Individualization of antihypertensive treatment: theory and practice

Besides the selection of the drug which is likely to be the most effective, the concept of individualization of antihypertensive treatment includes the precise assessment of each individualʹs absolute cardiovascular risk. The classical practice of cardiovascular medicine places subjects above or below the thresholds of specific biological values, according to Expert Committee Recommendations, based on the results of prospective studies and placebo-controlled large scale therapeutic trials. A blood pressure level above mmHg, a plasma cholesterol level above 2.5 g/l, a blood glycemia above 1.4 g/l, transform a subject into a patient. Treatment is proposed to the “labelled” subject, on the evidence of a 10-40% statistically significant reduction of the relative risk of cardiovascular or renal event, within a certain time interval. The actual information that subjects would like to obtain from physicians is indeed their individual absolute risk of suffering a cardiovascular event (1 to 99% “chance”) within the next few years, and the absolute benefit which is likely to be offered by the medical intervention. This new decision-making process requires the physicianʹs utilisation of multivariate equations which more accurately predict the risk than the limited information provided by the measurement of a single risk factor. It implies a shared decision by the physician and his/her informed patient about the need for treatment.
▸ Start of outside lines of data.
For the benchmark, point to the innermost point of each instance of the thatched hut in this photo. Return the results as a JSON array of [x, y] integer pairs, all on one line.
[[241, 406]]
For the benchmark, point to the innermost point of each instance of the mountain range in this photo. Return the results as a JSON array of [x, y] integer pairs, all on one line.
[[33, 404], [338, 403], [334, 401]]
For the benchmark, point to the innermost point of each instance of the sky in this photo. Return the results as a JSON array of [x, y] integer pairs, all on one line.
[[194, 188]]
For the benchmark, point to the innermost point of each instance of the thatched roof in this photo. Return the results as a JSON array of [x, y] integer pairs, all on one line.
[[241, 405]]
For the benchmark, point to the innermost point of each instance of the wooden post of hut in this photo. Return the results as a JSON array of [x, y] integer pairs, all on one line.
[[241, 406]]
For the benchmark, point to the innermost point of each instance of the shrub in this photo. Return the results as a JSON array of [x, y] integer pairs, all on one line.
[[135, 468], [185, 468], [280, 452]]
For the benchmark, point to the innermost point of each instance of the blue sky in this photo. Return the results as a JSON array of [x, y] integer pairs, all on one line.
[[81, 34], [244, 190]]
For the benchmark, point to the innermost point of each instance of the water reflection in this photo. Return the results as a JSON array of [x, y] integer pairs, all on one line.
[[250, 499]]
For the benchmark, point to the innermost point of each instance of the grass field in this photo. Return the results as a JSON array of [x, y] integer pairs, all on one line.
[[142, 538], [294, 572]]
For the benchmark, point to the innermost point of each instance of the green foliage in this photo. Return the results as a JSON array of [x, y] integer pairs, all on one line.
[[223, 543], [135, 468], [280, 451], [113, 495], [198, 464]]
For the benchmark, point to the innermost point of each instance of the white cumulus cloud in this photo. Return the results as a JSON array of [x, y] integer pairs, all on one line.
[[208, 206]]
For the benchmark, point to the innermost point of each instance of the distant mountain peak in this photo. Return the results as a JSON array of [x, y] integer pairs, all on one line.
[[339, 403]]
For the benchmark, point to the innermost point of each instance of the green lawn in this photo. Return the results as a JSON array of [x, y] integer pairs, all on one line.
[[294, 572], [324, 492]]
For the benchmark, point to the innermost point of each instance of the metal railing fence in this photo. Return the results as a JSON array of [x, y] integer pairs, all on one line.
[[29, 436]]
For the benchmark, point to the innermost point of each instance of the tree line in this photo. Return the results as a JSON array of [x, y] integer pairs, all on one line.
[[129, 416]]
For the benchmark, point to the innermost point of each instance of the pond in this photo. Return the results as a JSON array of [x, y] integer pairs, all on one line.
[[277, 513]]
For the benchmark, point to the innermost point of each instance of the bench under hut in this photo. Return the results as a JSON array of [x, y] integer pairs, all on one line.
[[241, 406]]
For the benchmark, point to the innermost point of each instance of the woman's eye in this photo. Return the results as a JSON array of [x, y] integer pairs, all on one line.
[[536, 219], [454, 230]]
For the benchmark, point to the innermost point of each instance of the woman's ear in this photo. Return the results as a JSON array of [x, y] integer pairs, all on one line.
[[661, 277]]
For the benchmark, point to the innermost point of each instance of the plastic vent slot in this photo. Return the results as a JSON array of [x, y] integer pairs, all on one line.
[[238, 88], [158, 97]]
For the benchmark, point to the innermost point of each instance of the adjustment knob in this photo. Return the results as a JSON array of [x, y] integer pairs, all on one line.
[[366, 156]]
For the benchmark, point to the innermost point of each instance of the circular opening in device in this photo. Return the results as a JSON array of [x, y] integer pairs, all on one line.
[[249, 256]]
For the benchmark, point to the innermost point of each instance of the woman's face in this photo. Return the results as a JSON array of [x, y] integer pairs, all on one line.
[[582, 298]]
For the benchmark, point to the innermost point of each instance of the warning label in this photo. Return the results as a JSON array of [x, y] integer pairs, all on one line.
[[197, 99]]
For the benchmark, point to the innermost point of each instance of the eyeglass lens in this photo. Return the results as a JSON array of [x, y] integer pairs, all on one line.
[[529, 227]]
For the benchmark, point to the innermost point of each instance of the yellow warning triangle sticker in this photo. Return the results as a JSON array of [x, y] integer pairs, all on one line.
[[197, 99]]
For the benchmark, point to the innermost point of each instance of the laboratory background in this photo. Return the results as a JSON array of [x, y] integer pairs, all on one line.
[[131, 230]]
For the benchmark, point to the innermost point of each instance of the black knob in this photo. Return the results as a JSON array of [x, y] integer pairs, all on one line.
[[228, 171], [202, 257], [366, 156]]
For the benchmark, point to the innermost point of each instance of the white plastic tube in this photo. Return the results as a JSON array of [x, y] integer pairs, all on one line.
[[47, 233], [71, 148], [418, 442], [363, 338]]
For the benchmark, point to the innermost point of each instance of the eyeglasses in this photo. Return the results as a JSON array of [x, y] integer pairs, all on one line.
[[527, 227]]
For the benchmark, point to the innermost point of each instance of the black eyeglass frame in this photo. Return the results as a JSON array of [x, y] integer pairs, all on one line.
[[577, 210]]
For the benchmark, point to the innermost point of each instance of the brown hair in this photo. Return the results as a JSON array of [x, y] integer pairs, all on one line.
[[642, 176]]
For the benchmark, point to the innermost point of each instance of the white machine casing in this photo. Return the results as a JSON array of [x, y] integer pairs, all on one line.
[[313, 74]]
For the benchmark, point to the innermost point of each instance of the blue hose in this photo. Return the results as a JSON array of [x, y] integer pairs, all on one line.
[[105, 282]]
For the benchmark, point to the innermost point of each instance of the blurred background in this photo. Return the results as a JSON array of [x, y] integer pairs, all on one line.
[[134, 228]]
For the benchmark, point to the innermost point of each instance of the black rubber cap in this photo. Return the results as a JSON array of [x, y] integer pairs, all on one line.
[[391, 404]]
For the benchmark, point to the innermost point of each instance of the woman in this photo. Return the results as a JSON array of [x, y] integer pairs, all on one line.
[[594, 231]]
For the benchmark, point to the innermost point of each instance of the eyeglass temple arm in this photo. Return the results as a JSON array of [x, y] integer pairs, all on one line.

This approach is expected to be cost-effective for both individuals and populations. The main limitations of this approach are 1) the ability of physicians to reduce the variability in their prognostic performance through easy access to micro-computers 2) the internal and external validity of these equations, derived from data collected at certain time points in a single population 3) the great number of unknown variables which determine the inter-individual variability in cardiovascular risk, especially genetic background 4) the need for introducing measurements of preclinical disease such as left ventricular hypertrophy, vascular wall enlargement and microproteinuria which are more closely related to cardiovascular events than classical risk factors, although they may only succeed in providing a minimal improvement in prognosis accuracy at an unacceptable cost.